Nine days, 23 hours - but who's counting?
Today's post was written by Dave's good friend Whitney:
Hello friends and family of Pat,
I spent a warm evening with Pat and Dave on Friday night, and Dave asked me to write a word or two about it. Pat is looking extremely well and is having a great week since leaving the hospital. I think she must be tired of hearing people say, “You look GREAT!” when what they’re really thinking is, “You sure don’t look like a person with cancer.” And she doesn’t. It’s confusing. And a relief. Lets dare to believe things might just work out fine.
Friday’s conversation with Pat started there with stories of her Mom, and then we ranged over the history of the Johnsons and the Woods. She got out the wonderful book of Crook family history (what a deeply generous gift to future generations!) and Pat shared recollections of uncles, aunts, grand uncles, grand aunts and cousins. We pieced together Pat’s own early chronology, which isn’t as easy as you might think because she and her immediate family moved pretty much every year until they landed in Southern California, bought some land and built a house (garage first, with the whole family of 6 living in one room, until there was a mudroom, then a bedroom to share with her sister and eventually a kitchen).

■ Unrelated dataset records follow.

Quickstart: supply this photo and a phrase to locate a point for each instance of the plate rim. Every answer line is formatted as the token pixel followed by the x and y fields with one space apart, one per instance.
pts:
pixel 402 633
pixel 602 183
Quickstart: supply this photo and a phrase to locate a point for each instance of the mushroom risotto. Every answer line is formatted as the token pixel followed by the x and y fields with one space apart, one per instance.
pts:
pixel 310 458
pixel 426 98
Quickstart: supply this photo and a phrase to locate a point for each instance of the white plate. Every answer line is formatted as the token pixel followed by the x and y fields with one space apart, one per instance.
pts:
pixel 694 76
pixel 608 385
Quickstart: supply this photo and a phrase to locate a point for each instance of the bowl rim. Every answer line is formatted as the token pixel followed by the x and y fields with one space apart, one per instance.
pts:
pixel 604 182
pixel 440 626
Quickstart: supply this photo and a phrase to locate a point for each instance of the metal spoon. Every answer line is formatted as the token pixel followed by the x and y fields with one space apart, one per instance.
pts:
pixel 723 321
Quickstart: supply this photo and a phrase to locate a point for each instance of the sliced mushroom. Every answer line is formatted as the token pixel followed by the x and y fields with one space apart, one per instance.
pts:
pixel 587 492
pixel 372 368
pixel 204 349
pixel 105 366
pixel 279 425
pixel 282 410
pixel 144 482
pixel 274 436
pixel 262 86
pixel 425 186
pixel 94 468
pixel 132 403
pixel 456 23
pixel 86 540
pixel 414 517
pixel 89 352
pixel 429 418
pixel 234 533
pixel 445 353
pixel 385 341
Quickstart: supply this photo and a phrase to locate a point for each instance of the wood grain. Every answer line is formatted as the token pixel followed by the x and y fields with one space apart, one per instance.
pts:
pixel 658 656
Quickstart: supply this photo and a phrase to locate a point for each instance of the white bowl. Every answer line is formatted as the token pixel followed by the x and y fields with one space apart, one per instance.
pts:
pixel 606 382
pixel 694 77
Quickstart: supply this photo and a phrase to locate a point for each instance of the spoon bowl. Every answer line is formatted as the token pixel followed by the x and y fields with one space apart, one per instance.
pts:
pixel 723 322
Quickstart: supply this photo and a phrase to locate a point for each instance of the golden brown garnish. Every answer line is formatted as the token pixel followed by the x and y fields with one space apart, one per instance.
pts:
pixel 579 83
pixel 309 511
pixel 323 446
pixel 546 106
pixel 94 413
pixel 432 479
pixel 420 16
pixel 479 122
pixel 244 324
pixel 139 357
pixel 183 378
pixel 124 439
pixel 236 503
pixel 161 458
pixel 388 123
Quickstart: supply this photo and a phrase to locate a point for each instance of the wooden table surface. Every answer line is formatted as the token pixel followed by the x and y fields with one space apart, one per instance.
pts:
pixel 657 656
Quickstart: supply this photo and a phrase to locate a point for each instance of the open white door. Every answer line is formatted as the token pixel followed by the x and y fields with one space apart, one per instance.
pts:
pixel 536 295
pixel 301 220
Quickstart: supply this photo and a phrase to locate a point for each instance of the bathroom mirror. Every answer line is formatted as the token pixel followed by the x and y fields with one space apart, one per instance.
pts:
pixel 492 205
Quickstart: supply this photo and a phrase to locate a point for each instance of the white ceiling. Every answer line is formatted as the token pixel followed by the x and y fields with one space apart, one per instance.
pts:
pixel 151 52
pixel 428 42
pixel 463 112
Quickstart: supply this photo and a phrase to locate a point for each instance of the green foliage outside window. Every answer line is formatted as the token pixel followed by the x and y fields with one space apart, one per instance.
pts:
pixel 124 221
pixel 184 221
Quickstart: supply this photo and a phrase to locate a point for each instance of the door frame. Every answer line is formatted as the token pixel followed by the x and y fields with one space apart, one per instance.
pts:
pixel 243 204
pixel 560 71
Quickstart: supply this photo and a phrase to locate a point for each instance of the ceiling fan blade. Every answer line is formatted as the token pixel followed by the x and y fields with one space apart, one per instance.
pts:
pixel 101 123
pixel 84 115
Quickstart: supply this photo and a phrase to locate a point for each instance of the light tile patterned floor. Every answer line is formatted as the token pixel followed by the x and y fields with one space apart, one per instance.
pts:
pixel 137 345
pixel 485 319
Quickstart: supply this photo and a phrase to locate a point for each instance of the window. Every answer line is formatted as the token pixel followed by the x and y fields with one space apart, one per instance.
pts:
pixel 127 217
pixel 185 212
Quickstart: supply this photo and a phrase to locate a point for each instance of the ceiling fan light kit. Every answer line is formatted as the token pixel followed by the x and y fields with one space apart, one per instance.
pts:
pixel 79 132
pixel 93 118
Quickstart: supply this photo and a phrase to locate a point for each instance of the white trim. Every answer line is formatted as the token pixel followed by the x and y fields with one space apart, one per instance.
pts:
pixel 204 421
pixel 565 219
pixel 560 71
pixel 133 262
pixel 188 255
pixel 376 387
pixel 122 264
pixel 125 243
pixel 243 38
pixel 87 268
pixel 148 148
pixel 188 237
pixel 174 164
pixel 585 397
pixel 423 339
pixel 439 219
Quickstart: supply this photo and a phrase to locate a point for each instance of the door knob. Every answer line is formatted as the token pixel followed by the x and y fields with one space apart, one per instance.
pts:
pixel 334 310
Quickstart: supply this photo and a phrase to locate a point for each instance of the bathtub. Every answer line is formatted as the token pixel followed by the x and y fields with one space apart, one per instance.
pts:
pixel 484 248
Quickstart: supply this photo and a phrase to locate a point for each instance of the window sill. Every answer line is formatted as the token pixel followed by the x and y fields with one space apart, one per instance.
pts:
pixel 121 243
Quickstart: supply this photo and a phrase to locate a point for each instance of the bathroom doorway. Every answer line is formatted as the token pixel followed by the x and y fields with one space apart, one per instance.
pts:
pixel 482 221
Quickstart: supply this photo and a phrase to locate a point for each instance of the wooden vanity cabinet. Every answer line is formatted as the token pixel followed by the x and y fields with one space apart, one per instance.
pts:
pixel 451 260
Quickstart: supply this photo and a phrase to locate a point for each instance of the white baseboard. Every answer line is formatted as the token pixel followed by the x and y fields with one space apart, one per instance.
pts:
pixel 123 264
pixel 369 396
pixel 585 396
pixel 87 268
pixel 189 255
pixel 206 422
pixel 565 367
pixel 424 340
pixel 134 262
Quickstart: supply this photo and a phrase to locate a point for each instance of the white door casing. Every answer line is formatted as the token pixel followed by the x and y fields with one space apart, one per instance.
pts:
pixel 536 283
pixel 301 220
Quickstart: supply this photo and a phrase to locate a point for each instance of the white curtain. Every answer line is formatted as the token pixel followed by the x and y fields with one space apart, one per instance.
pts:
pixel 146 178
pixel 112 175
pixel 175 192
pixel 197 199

I have an abiding interest in what it means to have a sense of place, and Pat and Elgin’s lives have strong place-based themes, beginning of course with Star Valley and ranging over the years to family centers in California and Utah. Friday happened to be one of those sharp blue early summer days, contrasting sprawling and green Walnut Creek against the sparse browning hills of Mt Diablo, so typically California. This is where Dave, Pat and Mike and his family have made their place for a long time now. We talked about what California means to both Dave and Pat, and what it means to be “from” somewhere.
We got to talking about how much the various family reunions have meant to her over the years. She related how brother Bob sent out the invitation to bring the Wood clan together one year and pretty much left the details to Pat and Char, lots of work but so very rewarding and memorable. She described the color-coded t-shirts that helped everyone remember who belonged to what part of the extended family. I asked her if she felt deeply connected to people she perhaps didn’t know or hadn’t seen in a while, and she responded urgently, eyes widening, “Oh yes! Absolutely!”
It is so helpful to be reminded that we are part of a long chain reaching backwards and ahead. We three talked quite openly and easily about death on Friday night, but it was in a sense-making way, not heavy or tearful, gently sharing how losing a grandmother or a parent ties us more meaningfully into that web through shared experience.
The extended Adair/Wood/Johnson/Crook family history continues to instruct me, and I am so grateful to be connected in a small way your big loving web of life, even if we have never met.
Love,
Whitney
with friends at Tassajara Zen Center.